Bloom Filters

One of my favorite data structures to use for efficient search operations is the Bloom filter, I just came across this cool demo, check it out.

Named after its creator, Burton Howard Bloom, a Bloom filter is a space-efficient probabilistic data structure designed to answer a simple question: “Is this item in the set?”. Unlike other data structures, a Bloom filter trades off accuracy for speed and space efficiency, meaning it might sometimes return false positives but never false negatives.

The Bloom filter works by using a bit vector of size ‘m’ and ‘k’ hash functions. When an element is added to the filter, it is passed through all ‘k’ hash functions, which return ‘k’ indexes to set to ‘1’ in the bit vector. To check whether an element is in the filter, the same ‘k’ hash functions are applied. If all ‘k’ indexes in the bit vector are ‘1’, the filter returns ‘yes’; otherwise, it returns ‘no’. A ‘yes’ answer can mean either the element is definitely not in the set (true negative) or it might be in the set (false positive), but a ‘no’ answer always means the element is not in the set (true negative). Note that when implementing, you should think carefully about how many hash functions to use and what the acceptable rate of false positives is.

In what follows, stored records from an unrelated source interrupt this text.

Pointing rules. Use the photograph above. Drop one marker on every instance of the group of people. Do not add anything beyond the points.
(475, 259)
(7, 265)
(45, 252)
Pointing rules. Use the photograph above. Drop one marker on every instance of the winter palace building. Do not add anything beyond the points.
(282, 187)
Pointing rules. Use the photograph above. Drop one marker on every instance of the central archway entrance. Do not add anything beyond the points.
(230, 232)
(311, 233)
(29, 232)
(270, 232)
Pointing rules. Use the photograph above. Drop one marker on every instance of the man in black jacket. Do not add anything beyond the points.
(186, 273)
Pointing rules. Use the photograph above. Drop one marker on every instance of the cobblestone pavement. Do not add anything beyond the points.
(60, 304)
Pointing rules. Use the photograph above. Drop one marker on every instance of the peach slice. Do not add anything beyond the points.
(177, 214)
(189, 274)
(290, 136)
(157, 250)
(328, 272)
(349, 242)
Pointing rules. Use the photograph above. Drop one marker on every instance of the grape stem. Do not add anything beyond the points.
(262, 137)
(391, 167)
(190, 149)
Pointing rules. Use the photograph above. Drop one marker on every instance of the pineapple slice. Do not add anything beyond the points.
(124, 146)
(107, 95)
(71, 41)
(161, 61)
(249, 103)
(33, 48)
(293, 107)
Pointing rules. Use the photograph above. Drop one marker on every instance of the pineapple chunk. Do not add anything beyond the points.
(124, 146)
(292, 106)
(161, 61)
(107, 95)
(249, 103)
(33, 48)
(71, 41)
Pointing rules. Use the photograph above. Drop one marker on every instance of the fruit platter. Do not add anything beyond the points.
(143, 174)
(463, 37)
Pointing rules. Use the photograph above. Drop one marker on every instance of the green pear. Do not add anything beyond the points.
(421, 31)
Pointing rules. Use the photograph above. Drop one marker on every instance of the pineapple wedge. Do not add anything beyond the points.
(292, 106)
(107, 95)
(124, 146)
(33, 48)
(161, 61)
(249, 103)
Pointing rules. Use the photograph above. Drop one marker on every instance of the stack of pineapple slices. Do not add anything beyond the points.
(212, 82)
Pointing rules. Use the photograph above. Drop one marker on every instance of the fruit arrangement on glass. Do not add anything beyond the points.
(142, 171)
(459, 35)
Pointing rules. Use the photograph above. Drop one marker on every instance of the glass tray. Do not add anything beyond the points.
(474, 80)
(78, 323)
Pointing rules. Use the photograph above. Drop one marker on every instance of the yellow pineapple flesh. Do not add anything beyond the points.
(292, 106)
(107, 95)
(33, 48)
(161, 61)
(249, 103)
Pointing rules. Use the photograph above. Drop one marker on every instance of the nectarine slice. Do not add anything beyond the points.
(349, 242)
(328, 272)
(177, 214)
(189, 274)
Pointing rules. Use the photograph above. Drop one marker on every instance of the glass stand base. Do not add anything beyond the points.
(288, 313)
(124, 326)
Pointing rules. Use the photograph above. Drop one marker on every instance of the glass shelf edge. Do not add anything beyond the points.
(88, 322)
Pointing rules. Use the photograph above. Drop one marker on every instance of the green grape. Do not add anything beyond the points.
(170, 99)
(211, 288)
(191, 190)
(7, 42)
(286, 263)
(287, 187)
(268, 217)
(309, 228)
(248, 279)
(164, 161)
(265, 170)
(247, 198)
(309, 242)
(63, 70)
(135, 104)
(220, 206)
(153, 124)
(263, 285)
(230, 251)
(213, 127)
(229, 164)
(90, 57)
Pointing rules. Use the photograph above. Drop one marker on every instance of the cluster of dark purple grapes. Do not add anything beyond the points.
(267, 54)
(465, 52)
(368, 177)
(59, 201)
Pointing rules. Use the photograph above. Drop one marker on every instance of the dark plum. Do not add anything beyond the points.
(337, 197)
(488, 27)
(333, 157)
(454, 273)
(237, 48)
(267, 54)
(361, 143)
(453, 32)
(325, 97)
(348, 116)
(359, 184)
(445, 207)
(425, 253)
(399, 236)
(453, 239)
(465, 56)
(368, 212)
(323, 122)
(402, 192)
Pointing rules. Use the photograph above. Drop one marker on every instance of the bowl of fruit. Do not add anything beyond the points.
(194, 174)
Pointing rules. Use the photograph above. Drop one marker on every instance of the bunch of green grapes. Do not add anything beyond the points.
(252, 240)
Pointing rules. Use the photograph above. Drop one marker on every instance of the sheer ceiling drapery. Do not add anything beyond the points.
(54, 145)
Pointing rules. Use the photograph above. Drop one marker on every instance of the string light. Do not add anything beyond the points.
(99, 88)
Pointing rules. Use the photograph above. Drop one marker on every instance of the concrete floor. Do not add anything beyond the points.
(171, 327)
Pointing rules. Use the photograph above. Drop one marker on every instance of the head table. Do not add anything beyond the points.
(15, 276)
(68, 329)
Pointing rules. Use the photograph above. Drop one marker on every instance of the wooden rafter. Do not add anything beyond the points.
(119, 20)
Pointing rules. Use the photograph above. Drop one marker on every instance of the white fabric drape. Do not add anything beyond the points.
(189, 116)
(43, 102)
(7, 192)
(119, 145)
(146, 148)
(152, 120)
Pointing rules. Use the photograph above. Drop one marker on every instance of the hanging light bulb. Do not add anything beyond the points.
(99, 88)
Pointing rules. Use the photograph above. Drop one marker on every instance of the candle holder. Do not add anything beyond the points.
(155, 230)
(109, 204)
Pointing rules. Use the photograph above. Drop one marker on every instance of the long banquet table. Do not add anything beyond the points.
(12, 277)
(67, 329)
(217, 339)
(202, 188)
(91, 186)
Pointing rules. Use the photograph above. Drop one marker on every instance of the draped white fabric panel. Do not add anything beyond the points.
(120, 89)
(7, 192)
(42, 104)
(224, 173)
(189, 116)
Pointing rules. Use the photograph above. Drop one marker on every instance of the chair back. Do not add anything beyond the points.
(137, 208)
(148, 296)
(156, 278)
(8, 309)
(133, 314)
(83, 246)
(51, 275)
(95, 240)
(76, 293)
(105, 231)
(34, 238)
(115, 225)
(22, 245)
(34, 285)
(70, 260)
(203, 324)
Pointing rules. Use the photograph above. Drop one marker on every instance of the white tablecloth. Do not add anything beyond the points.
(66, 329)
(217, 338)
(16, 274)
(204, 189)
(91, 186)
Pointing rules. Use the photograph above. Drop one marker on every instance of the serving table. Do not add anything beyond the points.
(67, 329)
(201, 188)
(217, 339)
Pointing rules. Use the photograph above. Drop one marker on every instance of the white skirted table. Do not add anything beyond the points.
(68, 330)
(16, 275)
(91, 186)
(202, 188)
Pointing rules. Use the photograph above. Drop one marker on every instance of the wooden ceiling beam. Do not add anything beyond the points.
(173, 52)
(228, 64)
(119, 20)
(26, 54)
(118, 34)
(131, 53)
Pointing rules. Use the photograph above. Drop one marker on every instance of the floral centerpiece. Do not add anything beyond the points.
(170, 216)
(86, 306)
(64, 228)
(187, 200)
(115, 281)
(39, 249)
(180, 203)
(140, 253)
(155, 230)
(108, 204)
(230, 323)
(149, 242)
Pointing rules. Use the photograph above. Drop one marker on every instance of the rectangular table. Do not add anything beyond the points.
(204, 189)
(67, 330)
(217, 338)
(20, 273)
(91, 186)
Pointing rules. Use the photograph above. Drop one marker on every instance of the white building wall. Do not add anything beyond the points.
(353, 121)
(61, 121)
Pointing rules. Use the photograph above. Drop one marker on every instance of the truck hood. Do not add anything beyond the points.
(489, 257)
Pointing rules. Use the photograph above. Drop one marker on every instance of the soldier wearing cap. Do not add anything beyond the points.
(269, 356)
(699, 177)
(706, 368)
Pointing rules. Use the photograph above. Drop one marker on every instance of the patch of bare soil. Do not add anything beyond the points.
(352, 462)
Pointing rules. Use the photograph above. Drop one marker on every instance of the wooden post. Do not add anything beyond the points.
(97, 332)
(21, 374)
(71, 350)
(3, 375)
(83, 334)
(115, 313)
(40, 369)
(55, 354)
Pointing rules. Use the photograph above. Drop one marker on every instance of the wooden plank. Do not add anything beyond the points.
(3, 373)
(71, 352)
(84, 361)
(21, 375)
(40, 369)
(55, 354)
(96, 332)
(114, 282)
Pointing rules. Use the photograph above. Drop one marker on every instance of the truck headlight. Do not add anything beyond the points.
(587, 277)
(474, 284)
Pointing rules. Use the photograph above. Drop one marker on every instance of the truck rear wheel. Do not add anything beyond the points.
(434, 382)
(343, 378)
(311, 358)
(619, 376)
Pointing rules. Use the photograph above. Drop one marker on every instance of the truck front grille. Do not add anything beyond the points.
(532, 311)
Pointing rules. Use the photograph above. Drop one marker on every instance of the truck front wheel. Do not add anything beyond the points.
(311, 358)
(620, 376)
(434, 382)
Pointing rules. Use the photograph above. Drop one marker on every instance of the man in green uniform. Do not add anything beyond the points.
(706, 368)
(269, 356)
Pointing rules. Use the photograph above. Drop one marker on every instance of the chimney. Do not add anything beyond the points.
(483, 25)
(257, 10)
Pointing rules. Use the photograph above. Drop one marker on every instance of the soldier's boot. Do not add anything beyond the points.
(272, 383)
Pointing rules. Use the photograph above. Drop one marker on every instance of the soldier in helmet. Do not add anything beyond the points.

Bloom filters are widely used in software applications where the cost of false positives is less critical than the benefits of speed and space efficiency. Some of these applications include spell checkers, network routers, databases, and caches. For instance, Google’s Bigtable uses Bloom filters to reduce the disk lookups for non-existent rows or columns, significantly improving its performance. Medium uses Bloom filters to avoid recommending articles a user has already read. I have a password generator application and use a Bloom Filter to check if a password has already been used.